The Eiffel Tower (French: La Tour Eiffel, nickname La dame de fer, the iron lady) is a puddled iron lattice tower located on the Champ de Mars in Paris, named after the engineer Gustave Eiffel, whose company designed and built the tower. Erected in 1889 as the entrance arch to the 1889 World’s Fair, it has become both a global cultural icon of France and one of the most recognizable structures in the world. The tower is the tallest structure in Paris and the most-visited paid monument in the world; 7.1 million people ascended it in 2011. The third level observatory’s upper platform is at 279.11 m the highest accessible to public in the European Union and the highest in Europe as long as the platform of the Ostankino Tower, at 360 m, remains closed as a result of the fire of August 2000. The tower received its 250 millionth visitor in 2010.
The tower stands 320 metres (1,050 ft) tall, about the same height as an 81-story building.

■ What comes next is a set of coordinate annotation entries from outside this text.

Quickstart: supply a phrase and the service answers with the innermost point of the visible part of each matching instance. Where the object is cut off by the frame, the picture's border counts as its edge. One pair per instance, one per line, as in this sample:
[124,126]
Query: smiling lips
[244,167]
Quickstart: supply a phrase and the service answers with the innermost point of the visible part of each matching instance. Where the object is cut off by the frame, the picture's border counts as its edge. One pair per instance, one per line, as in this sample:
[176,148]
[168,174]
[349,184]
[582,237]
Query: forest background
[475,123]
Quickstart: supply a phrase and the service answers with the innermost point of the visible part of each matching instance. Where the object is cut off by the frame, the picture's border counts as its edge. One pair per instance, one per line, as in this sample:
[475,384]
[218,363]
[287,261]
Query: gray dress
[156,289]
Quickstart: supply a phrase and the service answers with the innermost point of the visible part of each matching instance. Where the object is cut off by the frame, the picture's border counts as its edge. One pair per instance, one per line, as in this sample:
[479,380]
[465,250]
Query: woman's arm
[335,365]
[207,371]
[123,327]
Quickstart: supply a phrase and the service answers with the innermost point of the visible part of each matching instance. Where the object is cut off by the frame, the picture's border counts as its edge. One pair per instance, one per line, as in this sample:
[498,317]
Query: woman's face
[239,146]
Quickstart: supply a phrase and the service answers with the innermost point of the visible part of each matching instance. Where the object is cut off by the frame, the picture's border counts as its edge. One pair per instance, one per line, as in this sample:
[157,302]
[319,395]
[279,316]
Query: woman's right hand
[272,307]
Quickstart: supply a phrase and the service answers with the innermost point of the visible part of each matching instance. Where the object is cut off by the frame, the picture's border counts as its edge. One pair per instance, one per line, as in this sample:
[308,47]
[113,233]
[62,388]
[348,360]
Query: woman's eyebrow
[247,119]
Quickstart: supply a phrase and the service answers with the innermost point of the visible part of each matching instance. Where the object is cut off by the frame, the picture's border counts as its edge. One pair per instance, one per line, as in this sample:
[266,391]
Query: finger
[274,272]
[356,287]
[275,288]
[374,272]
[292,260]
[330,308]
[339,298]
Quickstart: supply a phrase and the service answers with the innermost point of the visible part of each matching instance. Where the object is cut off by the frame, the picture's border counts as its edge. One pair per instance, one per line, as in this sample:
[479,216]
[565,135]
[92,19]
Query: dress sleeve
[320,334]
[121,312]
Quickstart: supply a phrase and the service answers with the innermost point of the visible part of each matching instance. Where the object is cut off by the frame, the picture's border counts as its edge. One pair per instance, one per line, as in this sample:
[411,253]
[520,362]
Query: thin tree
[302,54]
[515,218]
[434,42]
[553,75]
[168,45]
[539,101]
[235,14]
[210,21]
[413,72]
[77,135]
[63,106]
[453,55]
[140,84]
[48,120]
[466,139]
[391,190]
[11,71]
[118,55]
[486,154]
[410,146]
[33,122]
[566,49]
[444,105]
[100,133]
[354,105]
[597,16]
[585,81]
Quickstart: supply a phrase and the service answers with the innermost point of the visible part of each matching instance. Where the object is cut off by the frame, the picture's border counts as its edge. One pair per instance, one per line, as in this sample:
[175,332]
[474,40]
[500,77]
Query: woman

During its construction, the Eiffel Tower surpassed the Washington Monument to assume the title of the tallest man-made structure in the world, a title it held for 41 years, until the Chrysler Building in New York City was built in 1930. However, because of the addition, in 1957, of the antenna atop the Eiffel Tower, it is now taller than the Chrysler Building. Not including broadcast antennas, it is the second-tallest structure in France, after the Millau Viaduct.
The tower has three levels for visitors. Tickets can be purchased to ascend, by stairs or lift (elevator), to the first and second levels. The walk from ground level to the first level is over 300 steps, as is the walk from the first to the second level. The third and highest level is accessible only by lift – stairs exist but they are not usually open for public use. Both the first and second levels feature restaurants.
The tower has become the most prominent symbol of both Paris and France, often in the establishing shot of films set in the city.